Bien que son œuvre soit abstraite, de par sa matière issue de la « nouvelle réalité » et sa relation inédite avec les spectateurs, elle peut être reliée à des problématiques sociales. Depuis sa position à la fois confortable et marginale de femme juive, fille d'industriels immigrés, vivant à proximité d'une usine, elle a pu s'épanouir en tant qu'artiste novatrice aux idées radicales[2].
Contrairement à d'autres artistes latino-américains travaillant dans le domaine de l'art abstrait, la démarche de Bursztyn ne s'est jamais concentrée sur des règles dictant la perception de la réalité. Au contraire, elle utilisait l'art abstrait comme un moyen d'exprimer des contenus politiques relatifs aux droits des femmes dans une société postcoloniale, révélant ainsi le visage problématique de la modernisation tout en critiquant le pouvoir autoritaire[5]. Bursztyn occupe une place particulière parmi les artistes travaillant dans le domaine de l'art cinétique. Pour elle, ce mouvement n'a jamais été une source de fascination, mais plutôt un moyen de susciter un sentiment de malaise chez le spectateur. L'art cinétique créé par Bursztyn était moins un outil de recherche qu'une méthode pour représenter ce qui ne devait pas être dit. Finalement, elle a développé sa propre voie originale dans l'art cinétique.
Chatarras
En 1961, Bursztyn a dévoilé ses onze premières chatarras, des compositions relativement simples et plates de fragments mécaniques rustiques tels que des cerceaux de roues, des écrous, des boulons, des bougies d'allumage, des engrenages, des fils, etc[8]

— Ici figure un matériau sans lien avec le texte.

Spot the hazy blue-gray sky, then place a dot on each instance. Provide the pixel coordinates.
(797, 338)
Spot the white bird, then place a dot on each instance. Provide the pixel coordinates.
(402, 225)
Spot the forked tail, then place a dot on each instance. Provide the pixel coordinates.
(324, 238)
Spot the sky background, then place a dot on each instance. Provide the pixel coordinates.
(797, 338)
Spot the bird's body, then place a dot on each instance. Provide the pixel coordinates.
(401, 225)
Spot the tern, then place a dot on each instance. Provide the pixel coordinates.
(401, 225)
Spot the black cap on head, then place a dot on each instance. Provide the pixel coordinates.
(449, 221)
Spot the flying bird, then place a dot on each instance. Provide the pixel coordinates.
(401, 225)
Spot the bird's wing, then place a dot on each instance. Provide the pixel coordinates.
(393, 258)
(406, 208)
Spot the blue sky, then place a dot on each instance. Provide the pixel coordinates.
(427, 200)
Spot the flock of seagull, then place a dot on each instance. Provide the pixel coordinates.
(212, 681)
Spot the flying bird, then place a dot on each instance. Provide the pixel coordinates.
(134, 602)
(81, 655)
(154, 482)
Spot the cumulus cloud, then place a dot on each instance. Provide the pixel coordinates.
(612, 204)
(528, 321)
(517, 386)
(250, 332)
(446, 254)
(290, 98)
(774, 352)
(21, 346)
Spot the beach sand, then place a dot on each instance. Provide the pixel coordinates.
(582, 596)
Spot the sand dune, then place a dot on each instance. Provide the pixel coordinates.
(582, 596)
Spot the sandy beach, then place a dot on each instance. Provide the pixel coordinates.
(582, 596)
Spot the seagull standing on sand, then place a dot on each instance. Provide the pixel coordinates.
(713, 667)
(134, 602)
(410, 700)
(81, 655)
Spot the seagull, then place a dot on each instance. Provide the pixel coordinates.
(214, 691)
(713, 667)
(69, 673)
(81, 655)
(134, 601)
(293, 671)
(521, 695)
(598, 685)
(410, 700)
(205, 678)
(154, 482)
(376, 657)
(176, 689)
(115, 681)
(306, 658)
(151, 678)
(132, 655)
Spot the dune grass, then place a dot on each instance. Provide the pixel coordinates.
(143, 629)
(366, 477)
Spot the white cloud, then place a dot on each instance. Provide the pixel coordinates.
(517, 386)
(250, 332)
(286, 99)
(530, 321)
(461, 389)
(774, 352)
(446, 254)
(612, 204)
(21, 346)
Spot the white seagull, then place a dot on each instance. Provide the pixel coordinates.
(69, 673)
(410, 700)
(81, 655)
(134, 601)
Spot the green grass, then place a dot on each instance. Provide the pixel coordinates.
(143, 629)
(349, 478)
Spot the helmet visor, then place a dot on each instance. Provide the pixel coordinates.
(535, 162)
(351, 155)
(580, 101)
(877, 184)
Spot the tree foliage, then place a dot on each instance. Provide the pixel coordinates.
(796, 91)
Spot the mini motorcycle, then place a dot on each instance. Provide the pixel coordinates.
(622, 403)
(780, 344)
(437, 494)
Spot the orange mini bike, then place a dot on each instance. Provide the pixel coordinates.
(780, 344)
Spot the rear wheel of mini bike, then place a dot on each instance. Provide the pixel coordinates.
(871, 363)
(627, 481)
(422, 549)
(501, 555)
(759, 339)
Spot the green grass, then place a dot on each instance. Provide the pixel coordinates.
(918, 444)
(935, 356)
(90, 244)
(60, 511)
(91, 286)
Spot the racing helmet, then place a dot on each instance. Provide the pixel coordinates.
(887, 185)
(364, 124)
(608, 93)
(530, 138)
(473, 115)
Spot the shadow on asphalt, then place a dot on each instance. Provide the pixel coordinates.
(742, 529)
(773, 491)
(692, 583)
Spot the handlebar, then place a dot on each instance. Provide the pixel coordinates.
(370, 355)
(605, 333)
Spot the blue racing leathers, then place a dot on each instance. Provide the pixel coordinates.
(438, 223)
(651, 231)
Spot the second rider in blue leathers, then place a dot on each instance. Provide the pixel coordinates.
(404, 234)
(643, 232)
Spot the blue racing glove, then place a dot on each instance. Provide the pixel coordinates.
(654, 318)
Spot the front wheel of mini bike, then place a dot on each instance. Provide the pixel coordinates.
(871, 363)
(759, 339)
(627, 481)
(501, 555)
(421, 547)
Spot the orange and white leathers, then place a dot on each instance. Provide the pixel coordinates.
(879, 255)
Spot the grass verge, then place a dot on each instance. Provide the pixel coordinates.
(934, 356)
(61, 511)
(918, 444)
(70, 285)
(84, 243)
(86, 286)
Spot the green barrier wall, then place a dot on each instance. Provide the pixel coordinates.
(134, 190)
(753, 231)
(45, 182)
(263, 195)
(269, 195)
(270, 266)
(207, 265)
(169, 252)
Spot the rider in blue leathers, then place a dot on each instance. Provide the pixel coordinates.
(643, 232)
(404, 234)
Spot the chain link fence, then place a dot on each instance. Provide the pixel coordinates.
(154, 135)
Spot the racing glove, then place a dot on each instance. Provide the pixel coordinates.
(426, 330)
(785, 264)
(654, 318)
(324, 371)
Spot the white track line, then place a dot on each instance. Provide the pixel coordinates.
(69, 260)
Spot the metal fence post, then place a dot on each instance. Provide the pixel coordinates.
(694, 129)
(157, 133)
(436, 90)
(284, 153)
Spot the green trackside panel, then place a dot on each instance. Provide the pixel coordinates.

Les premières sculptures de Bursztyn (Chatarras – assemblages) étaient réalisées à partir de matériaux de récupération : fragments de machines, pneus, câbles, boulons et autres morceaux de métal. Son œuvre constituait une critique acerbe de l’industrialisation et de la montée du consumérisme qui en découlait, et elle ne fut pas accueillie à bras ouverts par les institutions artistiques et les critiques du pays, qui estimaient généralement que les artistes devaient soutenir le progrès de la Colombie[5].
Las histericas
Las histericas (Les Hystériques) marque la rupture de Bursztyn avec les idées reçues et les conventions sociales. Utilisant matériaux, formes, mouvements et bruits mécaniques, elle créait un art brut et choquant[9]. Délaissant les rebuts de la casse, elle privilégie les pièces détachées d'une usine de radiateurs et fixe un petit moteur électrique à de longues bandes d'aluminium spiralées, qui s'assemblent alors en formes abstraites animées d'un mouvement vibrant et bruyant, afin que le spectateur les perçoive de manière multisensorielle[5]. Bursztyn souhaite faire de l'espace d'exposition un lieu d'expérience. Ses sculptures recouvrent les murs et les sols, certaines sont suspendues au plafond de salles plongées dans l'obscurité, un unique projecteur éclairant une œuvre en mouvement constant[5].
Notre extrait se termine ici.